Tuesday, October 19, 2021

'To Where No Arms Defend Our Ignorance'

The premise is rich and promising: a reader is interrupted and reflects on the nature of the interruption in light of the book he is reading. In Dick Davis’ “Near Coltishall” (The Covenant, 1984), it’s evening and the speaker is reading Montaigne when he hears the sound of “thunderous aircraft.” Coatishall is a village in East Anglia, home to a Royal Air Force base from 1938 to 2006. During the Cold War, when Davis’ poem is set, the base housed British bombers carrying nuclear weapons. Here is the second of the poem’s six stanzas: 

“Distracted from my page

I watch each passing plane –

The virtue of Montaigne

Is innocent to gauge

The wrath that they contain.”


Montaigne witnessed the French Wars of Religion that raged in the second half of the sixteenth century. Catholics and Huguenots slaughtered each other. Between two and four million were killed. As the civil wars dragged on – they usually are dated from 1562 to the Edict of Nantes in 1598, when the killing continued at a slower pace -- Montaigne wrote the first of his Essais, in 1570. But the speaker of the poem says even Montaigne could not comprehend the sheer destructive power of nuclear weapons: “Who shall escape defeat / From what we dream of war?” Davis is too smart and subtle a thinker and poet to turn his poem into a simple-minded anti-nuke screed.

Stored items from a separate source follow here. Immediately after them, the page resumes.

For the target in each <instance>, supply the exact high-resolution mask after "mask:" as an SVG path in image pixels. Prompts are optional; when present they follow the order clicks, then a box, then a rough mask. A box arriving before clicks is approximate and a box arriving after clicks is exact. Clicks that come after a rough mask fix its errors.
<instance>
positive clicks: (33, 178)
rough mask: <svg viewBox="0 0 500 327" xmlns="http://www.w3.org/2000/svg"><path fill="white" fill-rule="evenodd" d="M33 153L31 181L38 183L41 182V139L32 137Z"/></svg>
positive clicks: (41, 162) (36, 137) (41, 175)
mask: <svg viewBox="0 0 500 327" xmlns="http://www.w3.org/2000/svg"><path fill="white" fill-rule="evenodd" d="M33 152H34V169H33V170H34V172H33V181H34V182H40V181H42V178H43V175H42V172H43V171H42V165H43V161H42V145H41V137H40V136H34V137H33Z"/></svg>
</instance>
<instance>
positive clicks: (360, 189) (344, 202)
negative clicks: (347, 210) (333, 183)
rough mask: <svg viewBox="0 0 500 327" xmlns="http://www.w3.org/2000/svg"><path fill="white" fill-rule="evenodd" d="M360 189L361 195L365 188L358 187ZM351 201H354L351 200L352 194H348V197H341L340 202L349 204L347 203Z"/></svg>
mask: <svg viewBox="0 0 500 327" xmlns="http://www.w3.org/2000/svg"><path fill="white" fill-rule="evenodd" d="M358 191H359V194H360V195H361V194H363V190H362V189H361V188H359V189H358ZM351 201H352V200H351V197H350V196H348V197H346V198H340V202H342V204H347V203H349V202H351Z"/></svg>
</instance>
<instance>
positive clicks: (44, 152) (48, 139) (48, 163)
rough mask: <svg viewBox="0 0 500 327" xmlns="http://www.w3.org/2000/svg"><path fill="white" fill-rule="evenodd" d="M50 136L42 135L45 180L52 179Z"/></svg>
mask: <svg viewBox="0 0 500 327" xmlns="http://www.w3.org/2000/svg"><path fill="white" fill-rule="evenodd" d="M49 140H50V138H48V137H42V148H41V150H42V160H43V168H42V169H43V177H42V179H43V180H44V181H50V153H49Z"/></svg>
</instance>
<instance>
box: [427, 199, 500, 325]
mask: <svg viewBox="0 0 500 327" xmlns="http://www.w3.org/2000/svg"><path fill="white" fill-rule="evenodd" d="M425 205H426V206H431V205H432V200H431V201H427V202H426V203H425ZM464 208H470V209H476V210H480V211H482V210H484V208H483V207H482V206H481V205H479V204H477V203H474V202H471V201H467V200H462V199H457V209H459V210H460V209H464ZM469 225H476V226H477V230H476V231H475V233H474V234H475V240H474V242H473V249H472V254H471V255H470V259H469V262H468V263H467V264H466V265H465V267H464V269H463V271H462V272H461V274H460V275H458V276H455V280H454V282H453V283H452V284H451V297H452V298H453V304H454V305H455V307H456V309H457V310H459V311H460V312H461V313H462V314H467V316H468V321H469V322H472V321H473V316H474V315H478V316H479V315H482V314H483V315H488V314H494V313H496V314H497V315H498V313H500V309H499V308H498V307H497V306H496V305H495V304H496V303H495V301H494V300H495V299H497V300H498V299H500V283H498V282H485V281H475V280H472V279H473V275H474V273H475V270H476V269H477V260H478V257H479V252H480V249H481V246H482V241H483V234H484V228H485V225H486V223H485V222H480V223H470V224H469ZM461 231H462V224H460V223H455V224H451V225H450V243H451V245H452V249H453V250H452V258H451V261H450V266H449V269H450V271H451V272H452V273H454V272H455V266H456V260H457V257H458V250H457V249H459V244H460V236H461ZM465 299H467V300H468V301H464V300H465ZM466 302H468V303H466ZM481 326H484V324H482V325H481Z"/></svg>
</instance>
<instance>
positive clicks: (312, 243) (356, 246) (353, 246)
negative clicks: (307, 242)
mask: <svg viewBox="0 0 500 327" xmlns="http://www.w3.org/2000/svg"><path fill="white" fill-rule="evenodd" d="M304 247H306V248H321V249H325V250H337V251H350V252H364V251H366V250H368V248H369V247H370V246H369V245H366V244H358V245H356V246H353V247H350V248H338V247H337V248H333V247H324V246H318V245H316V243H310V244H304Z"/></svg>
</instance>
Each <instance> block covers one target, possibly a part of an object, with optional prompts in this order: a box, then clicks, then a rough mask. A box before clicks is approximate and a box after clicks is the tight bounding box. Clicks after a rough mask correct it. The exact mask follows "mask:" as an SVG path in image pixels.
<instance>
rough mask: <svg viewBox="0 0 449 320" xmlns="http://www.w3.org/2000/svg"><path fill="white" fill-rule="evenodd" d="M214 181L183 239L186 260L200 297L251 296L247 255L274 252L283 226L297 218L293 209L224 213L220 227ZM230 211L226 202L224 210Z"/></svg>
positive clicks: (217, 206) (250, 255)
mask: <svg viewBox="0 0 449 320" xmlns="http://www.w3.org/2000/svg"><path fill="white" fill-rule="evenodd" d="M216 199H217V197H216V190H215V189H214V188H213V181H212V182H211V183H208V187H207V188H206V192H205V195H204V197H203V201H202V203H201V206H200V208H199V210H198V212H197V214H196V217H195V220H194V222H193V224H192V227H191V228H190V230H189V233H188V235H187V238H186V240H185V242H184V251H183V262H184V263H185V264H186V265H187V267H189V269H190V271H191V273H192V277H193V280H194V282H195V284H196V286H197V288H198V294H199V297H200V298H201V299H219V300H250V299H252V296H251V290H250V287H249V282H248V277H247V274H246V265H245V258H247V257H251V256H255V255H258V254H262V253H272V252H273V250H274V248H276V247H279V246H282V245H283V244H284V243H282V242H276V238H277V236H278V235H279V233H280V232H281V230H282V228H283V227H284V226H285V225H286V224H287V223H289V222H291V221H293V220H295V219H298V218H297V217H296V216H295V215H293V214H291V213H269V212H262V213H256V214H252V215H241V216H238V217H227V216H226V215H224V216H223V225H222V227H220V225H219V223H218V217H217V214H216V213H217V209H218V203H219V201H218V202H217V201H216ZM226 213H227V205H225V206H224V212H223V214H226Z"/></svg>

In the final two stanzas he turns to Montaigne and asks:


“Which would you choose, my lord—

The cant of government,

The smug cant of dissent?

Or would you turn toward

Your book's long argument


“That wisdom is to know

How blindly we descend

To where no arms defend

Our ignorance from no

Imaginable end?”


Davis cites no specific essay but among Montaigne’s consistent themes is the inadequacy of his knowledge, and by implication all knowledge. And yet few writers have known so much and deferred so often to those who preceded him -- the wise ones such as Seneca and Plutarch. His admission of ignorance implies humility, not an exhibitionistic declaration of false humility. Out of such self-knowledge flows the possibility of all further knowledge. Montaigne writes in “Of Books” (trans. Donald Frame):


“I have no doubt that I often happen to speak of things that are better treated by the masters of the craft, and more truthfully. This is purely the essay of my natural faculties, and not at all of the acquired ones; and whoever shall catch me in ignorance will do nothing against me, for I should hardly be answerable for my ideas to others, I who am not answerable for them to myself, or satisfied with them. Whoever is in search of knowledge, let him fish for it where it dwells; there is nothing I profess less. These are my fancies, by which I try to give knowledge not of things, but of myself. The things will perhaps be known to me some day, or have been once, according as fortune may have brought me to the places where they were made clear. But I no longer remember them. And if I am a man of some reading, I am a man of no retentiveness.”